I’m grateful for the tenderness. It keeps me from thinking about Hendricks or Evie or the dreams of falling that wake me every night for the last four nights here. My mother refuses to discuss the case or what happened to me in the bower.
“You need to move on so you can heal,” she says.
So instead of being pushed into a pit by a murderer, it’s as if I’ve contracted some terrible disease that has swollen my midsection and made me too dizzy to walk. Once I get over this illness, I will go back to being the Maggie she knew, the good daughter, instead of the clumsy, wannabe reporter who helped get a girl killed, traveled the world, and then moved far away.
“We could fix up the old homestead for you, if you want your own place,” she says. “Your father’s dying for a new project.”
My mother has decided that I’m coming home with her. I’m going on disability leave from the Rocque, and bit by bit, she is packing up my bungalow. I want to ask her if she found any evidence, something Evie planted to frame me, but I can’t. It now sounds crazy, even to me.

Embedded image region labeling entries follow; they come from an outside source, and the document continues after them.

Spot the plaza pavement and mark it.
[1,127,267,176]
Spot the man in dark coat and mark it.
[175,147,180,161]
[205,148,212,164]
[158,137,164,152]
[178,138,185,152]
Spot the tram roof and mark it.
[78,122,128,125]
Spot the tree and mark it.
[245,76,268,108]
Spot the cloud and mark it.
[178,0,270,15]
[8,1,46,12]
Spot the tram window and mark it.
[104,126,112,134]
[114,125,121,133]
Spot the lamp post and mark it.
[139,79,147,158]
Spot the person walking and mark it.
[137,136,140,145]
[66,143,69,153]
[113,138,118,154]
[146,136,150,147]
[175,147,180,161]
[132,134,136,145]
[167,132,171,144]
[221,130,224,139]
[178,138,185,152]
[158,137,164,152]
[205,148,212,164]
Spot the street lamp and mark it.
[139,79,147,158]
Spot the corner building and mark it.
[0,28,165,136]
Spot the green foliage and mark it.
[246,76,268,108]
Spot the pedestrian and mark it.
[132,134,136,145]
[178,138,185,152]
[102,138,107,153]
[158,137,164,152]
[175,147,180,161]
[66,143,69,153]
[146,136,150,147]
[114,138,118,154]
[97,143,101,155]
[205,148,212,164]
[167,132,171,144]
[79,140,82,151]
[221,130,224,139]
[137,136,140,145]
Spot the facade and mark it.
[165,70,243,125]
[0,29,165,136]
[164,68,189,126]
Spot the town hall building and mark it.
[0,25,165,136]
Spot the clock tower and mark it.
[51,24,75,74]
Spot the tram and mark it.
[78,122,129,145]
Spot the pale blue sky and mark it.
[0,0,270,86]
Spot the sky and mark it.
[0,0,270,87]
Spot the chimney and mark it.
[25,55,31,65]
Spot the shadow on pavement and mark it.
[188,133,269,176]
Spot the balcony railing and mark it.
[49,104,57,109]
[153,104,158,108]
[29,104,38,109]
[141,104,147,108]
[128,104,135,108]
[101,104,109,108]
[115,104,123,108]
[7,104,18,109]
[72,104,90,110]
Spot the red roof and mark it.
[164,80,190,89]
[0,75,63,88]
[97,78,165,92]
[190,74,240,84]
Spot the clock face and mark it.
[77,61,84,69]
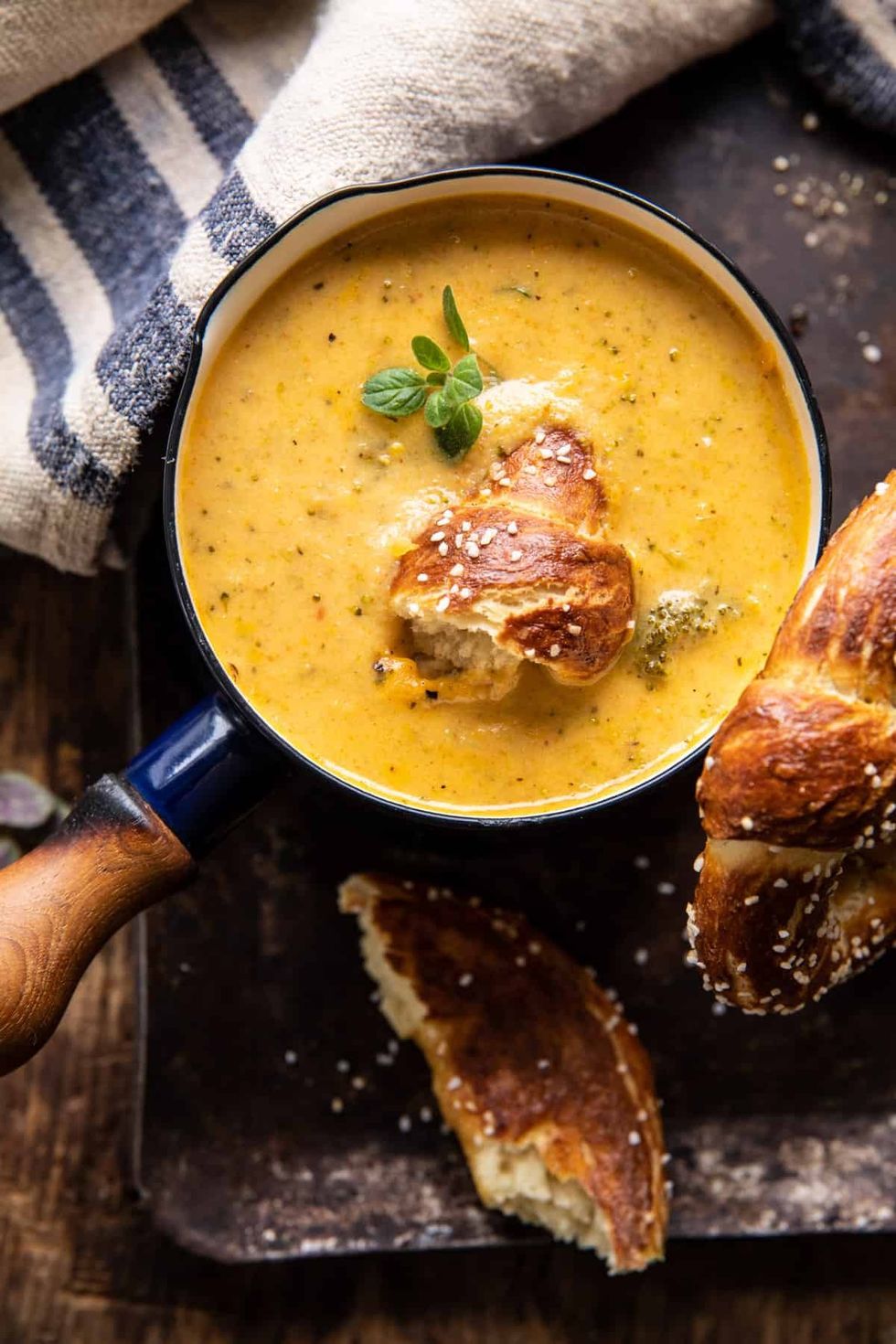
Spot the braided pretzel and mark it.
[688,472,896,1013]
[376,425,634,699]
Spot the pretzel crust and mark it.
[340,874,667,1272]
[389,426,634,694]
[688,472,896,1012]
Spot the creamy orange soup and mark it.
[177,197,810,816]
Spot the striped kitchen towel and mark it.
[0,0,770,574]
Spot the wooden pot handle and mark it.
[0,775,195,1075]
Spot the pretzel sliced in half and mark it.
[688,472,896,1012]
[376,425,635,699]
[340,874,667,1273]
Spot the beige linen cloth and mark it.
[0,0,771,574]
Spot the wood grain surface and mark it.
[0,28,896,1344]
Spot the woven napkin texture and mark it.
[0,0,771,574]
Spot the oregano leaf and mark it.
[442,285,470,349]
[435,402,482,457]
[361,368,426,420]
[411,336,452,374]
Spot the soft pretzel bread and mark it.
[688,472,896,1012]
[340,874,667,1272]
[378,426,634,698]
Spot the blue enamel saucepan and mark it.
[0,168,830,1074]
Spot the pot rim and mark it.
[163,164,831,830]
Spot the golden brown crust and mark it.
[689,472,896,1012]
[341,875,667,1270]
[698,472,896,848]
[391,427,634,684]
[688,840,896,1013]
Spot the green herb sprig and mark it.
[361,285,484,457]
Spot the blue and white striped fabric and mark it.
[0,0,768,574]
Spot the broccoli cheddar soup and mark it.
[177,195,810,816]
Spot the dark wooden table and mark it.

“Don’t throw away anything without asking me,” I tell her instead.
“Your furniture’s not worth keeping,” my mother says.
“I mean small things, Mom.”
“Small things add up,” she says.
“Just in case, ask me.”
But she doesn’t ask. Instead, we talk about boxes, temporary storage until I decide what’s next.
What we both don’t utter aloud: I might not come back to Los Angeles at all.
There is, of course, one formidable opponent to this plan. My mother, recognizing a sophisticated adversary when she meets one, won’t budge from her chair whenever Yegina comes.
“Oh I’ll just knit over here in the corner while you chat,” she says.
So we can’t talk about real stuff—not about Don or Bas or the case—but Yegina, not to be outflanked, brings a plethora of temptations to stay: dark chocolate laced with raspberry; honeybush tea; wrapped and beribboned macaroons from an overpriced bakery. The more exotic the edible, the more convinced Yegina is that it will heal me. She thinks people in hospitals suffer from the lack of sensory stimulation, so she’s also made me CD mixes, pasted reproductions of Kahlo and Matta paintings up on my walls, and scattered lemongrass sachets in my drawers.
“It’s so international in here,” my mother marvels, and pats my hand.
Today the doctors have come by with news about my discharge—a few more tests and I can go.